Si el cuestionamiento al gobierno, vinculado con la guerra y con los rehenes, ha reavivado las grietas dentro de la sociedad judía israelí, el análisis de los discursos y de las movilizaciones de los opositores muestra que su crítica no se dirige a la ambición central de la derecha –la expansión del dominio colonial judío del río al mar–, sino más bien a las consecuencias de esa agenda, percibidas como una amenaza para su “religión civil”, es decir, para el carácter sagrado del Estado.

Nitzan Perelman Becker, doctora en Sociología Política, cofundadora del colectivo de investigación Yaani y autora del libro Anatomie de la droite israélienne, que será publicado por Agone en abril de 2026.


  1. Ver Charles Enderlin, “En Israel, la ley de la discordia”, Le Monde diplomatique, edición Cono Sur, setiembre de 2018. 

  2. Nir Kedar, “Ben-Gurion’s Mamlakhtiyut: tymological and theoretical toots”, Israel Studies, vol. 7, n° 3, Bloomington (Indiana), 2002. 

  3. Ver Anna Waeles, “‘Dios no existe, pero nos dio esta tierra’”, Le Monde diplomatique, edición Uruguay, abril de 2024. 

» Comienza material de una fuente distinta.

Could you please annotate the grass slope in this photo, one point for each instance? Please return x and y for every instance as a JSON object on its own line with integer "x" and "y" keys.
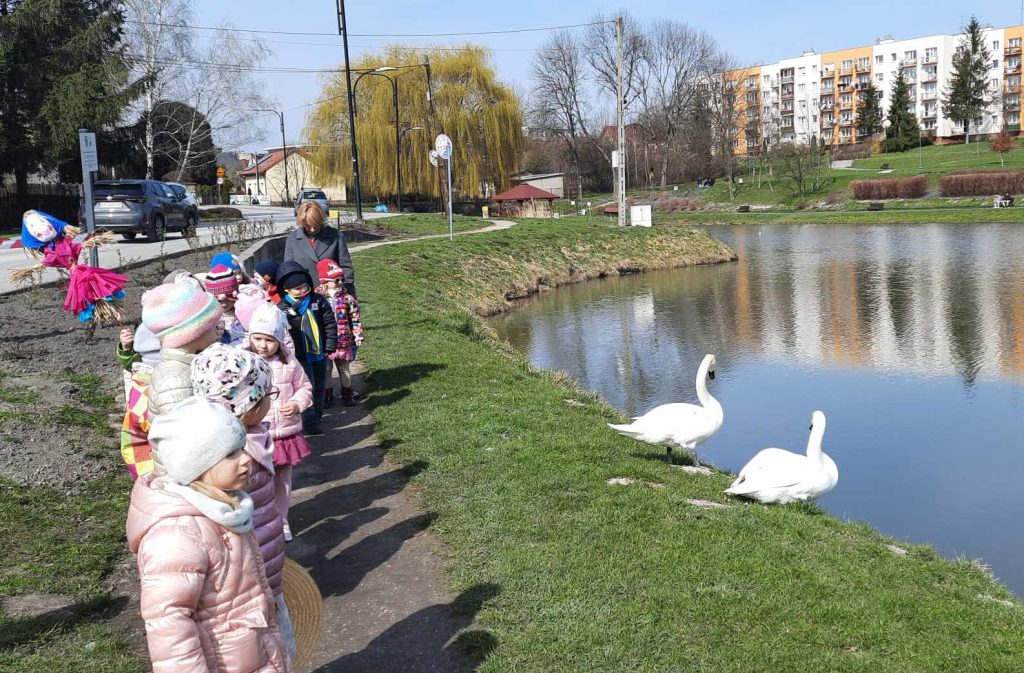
{"x": 599, "y": 578}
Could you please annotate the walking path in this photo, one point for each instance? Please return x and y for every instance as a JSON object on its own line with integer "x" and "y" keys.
{"x": 364, "y": 536}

  4. Pueden consultarse los extractos de las cartas en hebreo en el sitio Ynet, en Yoav Zeytoun y Gal Ganot, “Lettre des pilotes publiée contre la poursuite de la guerre: ‘Libérez les otages’” [“Carta de los pilotos publicada contra la continuación de la guerra: ‘Liberen a los rehenes’”], 10-4-2024, y Gal Ganot, “Plus de 450 anciens des unités spéciales dans une lettre: ‘Le retour des otages – avant toute autre mission’” [“Más de 450 exmiembros de unidades especiales en una carta: ‘El regreso de los rehenes, antes que cualquier otra misión’”], 15-4-2024 (ynet.co.il).